During a church service I attended with my parents, according to the usual practice we held hands while saying the Lord’s Prayer together. As I stood with one hand clasped to my mother’s and the other to my father’s, I was struck by the thought that I will always be their daughter. Although I’m firmly in my middle age, I can still be called “the child of Leo and Phyllis.” I reflected that not only am I their daughter, but I will also always be a child of God.

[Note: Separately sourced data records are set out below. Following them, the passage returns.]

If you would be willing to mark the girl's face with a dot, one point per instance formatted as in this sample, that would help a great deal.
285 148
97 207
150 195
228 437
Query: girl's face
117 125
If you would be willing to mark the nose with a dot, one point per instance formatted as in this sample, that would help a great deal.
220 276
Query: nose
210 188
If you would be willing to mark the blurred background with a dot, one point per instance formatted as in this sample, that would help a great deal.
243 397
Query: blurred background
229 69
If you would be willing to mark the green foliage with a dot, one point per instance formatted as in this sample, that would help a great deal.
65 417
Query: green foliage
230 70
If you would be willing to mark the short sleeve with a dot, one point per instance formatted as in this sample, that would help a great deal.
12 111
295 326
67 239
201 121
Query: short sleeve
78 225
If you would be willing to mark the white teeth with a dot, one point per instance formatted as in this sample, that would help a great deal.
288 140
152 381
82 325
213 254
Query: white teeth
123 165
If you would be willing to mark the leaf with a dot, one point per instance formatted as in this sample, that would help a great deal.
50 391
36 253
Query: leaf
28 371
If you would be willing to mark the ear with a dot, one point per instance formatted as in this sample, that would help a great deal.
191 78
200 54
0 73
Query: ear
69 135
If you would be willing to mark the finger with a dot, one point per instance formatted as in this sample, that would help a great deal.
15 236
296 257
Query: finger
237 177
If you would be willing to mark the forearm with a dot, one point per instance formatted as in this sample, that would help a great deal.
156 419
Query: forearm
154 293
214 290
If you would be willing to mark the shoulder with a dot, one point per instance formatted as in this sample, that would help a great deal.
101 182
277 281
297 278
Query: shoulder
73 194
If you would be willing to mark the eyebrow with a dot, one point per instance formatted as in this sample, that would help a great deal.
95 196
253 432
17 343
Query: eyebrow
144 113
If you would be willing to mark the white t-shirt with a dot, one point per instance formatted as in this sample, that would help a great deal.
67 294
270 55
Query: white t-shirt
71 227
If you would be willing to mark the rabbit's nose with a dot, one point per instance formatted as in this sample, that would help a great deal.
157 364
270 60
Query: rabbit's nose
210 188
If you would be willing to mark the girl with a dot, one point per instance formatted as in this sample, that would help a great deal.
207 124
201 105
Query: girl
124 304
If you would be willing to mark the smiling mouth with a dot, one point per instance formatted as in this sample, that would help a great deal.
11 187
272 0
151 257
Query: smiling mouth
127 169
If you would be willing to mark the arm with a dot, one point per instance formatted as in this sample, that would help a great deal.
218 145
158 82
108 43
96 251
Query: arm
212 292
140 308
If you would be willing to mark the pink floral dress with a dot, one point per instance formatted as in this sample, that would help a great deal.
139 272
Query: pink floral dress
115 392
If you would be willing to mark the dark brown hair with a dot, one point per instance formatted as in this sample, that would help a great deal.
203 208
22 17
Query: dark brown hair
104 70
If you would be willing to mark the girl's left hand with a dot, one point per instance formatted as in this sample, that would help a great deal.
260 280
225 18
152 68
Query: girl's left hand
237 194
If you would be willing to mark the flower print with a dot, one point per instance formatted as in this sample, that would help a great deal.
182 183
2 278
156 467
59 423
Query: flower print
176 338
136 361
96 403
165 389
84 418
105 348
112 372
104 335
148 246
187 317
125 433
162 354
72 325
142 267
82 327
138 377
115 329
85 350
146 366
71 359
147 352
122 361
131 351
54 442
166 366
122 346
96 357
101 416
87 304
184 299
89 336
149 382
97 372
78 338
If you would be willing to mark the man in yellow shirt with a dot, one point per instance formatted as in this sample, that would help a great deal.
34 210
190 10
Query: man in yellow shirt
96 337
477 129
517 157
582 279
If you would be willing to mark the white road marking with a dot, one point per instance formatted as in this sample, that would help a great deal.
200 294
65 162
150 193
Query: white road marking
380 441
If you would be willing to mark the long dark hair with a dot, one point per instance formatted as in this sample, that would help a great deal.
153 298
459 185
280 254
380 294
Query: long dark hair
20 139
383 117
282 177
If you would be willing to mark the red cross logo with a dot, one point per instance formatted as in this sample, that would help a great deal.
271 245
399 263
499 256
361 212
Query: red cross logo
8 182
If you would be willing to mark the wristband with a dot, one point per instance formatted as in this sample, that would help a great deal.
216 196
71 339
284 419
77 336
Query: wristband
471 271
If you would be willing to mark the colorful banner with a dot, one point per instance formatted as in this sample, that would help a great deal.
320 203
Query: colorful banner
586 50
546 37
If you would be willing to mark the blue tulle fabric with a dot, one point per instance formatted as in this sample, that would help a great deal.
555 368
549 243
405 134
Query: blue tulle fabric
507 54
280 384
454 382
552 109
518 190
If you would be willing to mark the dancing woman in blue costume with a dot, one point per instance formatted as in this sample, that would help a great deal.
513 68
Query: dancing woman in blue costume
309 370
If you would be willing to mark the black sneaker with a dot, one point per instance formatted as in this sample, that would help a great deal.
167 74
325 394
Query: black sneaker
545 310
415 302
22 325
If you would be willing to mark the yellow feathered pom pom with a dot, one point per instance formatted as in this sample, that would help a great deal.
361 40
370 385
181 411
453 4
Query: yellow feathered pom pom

The apostle Paul wanted the people in the church at Rome to understand that their identity was based on being adopted members of God’s family (Romans 8:15). Because they had been born of the Spirit (v. 14), no longer did they need to be enslaved to things that didn’t really matter. Rather, through the gift of the Spirit, they were “heirs of God and co-heirs with Christ” (v. 17).
To those who follow Christ, what difference does this make? Quite simply, everything! Our identity as children of God provides our foundation and shapes how we see ourselves and the world. For instance, knowing that we are part of God’s family helps us to step out of our comfort zone as we follow Him. We can also be free from seeking the approval of others.
Today, why not ponder what it means to be God’s child?
Lord God, help me to live out of my central identity as Your child. Release me to live by Your Spirit, that I might share Your love and hope.
Before His death, Jesus said the Father would send us “another advocate to help [us] and be with [us] forever” (John 14:16). Since the day of Pentecost (Acts 2:1–4; John 7:39), the Spirit of God now lives in every believer (Romans 8:9). As “the Spirit of truth” (John 15:26), He helps us to understand God’s Word (14:26). As the source of our new life (Romans 8:11), He guarantees our salvation (Ephesians 1:13–14), assuring us we are God’s children (Romans 8:16). He empowers us to live holy lives (vv. 5–13), making us like Christ (Galatians 5:22–23) and equipping us for ministry (1 Corinthians 12:4–7).